Monday, March 15, 2021

Death Comes Before Resurrection

Maybe the  greatest mistake we make as Christians, is that we fail to understand that death has to come before resurrection. It’s sounds so simple, yet so many miss it. We come to church looking for help. Our lives are a mess. Addiction, broken relationships, loneliness, fear, and a wealth of other things have beaten us down. We reach that point where we just cannot go on as we are. So, we show up looking for Jesus to heal us and to make our lives better. We want to be born again and have new life.

But we don’t come willing to die first. 

There cannot be a resurrection of the living. For a resurrection to happen, there must be a death first. I am not talking about physical death of our earthly body here, though in the final end, that is exactly what will happen. We will die physically, and Jesus will raise us up with new bodies in which we will live eternally.

But that is the future, what about today? Tomorrow?  

No, I am speaking of spiritual death and resurrection. Death must come to our old nature, which the Bible is clear about; we are dead spiritually in our sin.
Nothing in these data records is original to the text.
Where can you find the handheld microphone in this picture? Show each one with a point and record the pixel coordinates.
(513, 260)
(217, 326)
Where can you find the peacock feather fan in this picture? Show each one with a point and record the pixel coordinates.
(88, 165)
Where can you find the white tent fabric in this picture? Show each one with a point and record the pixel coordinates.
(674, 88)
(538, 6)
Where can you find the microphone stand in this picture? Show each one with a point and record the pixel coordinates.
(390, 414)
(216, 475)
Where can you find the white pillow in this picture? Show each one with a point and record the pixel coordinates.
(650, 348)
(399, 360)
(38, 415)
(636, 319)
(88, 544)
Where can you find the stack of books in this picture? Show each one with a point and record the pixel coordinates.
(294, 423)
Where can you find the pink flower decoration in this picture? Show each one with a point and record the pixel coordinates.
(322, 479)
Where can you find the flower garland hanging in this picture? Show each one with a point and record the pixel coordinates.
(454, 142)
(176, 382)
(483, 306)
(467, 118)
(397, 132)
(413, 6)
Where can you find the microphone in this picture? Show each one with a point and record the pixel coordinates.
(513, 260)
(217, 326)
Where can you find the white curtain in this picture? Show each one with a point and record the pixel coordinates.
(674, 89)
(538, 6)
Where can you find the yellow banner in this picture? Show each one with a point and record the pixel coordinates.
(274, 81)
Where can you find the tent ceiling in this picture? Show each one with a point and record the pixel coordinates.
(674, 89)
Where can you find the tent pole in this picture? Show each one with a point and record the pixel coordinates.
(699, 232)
And you were dead in the trespasses and sins in which you once walked, following the course of this world, following the prince of the power of the air, the spirit that is now at work in the sons of disobedience— among whom we all once lived in the passions of our flesh, carrying out the desires of the body and the mind, and were by nature children of wrath, like the rest of mankind. Ephesians 2:1-3 

Technically, we might say we are already dead before we come to Christ. The Bible says we are. But what’s not dead is our addiction to self, the passions of our flesh. Our sins are a direct result of our desire to please ourselves. We live for our own pleasure and seek to have the glory that only God deserves. 

It is the death to self that must occur. Look around at the world today. Almost everywhere we  go, we see that people are mostly concerned with themselves. They demand what they want, when they want it. For that matter, look inward at yourself. How many of the conflicts you find yourself in are a direct result of you not getting your way? 

Self must die. It’s all over scripture. 

Do nothing from selfish ambition or conceit, but in humility count others more significant than yourselves. Philippians 2:3 

And he said to all, “If anyone would come after me, let him deny himself and take up his cross daily and follow me.” Luke 9:23 

Jesus is the perfect example.

Have this mind among yourselves, which is yours in Christ Jesus, who, though he was in the form of God, did not count equality with God a thing to be grasped, but emptied himself, by taking the form of a servant, being born in the likeness of men. And being found in human form, he humbled himself by becoming obedient to the point of death, even death on a cross. Philippians 2:5-8 

By the way, the use of the word servant in this translation is better rendered slave. 

If we say we are Christians, then we are supposed to be disciples and followers of Jesus. This means it is our primary hope to become like Him. We must become slaves to Him, not to ourselves.

To do that, self must die. Until “self” dies, resurrection cannot happen. 

The bottom line is that none of this is about us. It is about God. His glory. When we live for ourselves, we are trying to rob God of His glory. That, my friends, is a bad idea.

I am the LORD; that is my name; my glory I give to no other, nor my praise to carved idols. Isaiah 42:8 

Let us die, so that we can live in the resurrection of new life that Jesus has offered to us. He will raise us up to new life.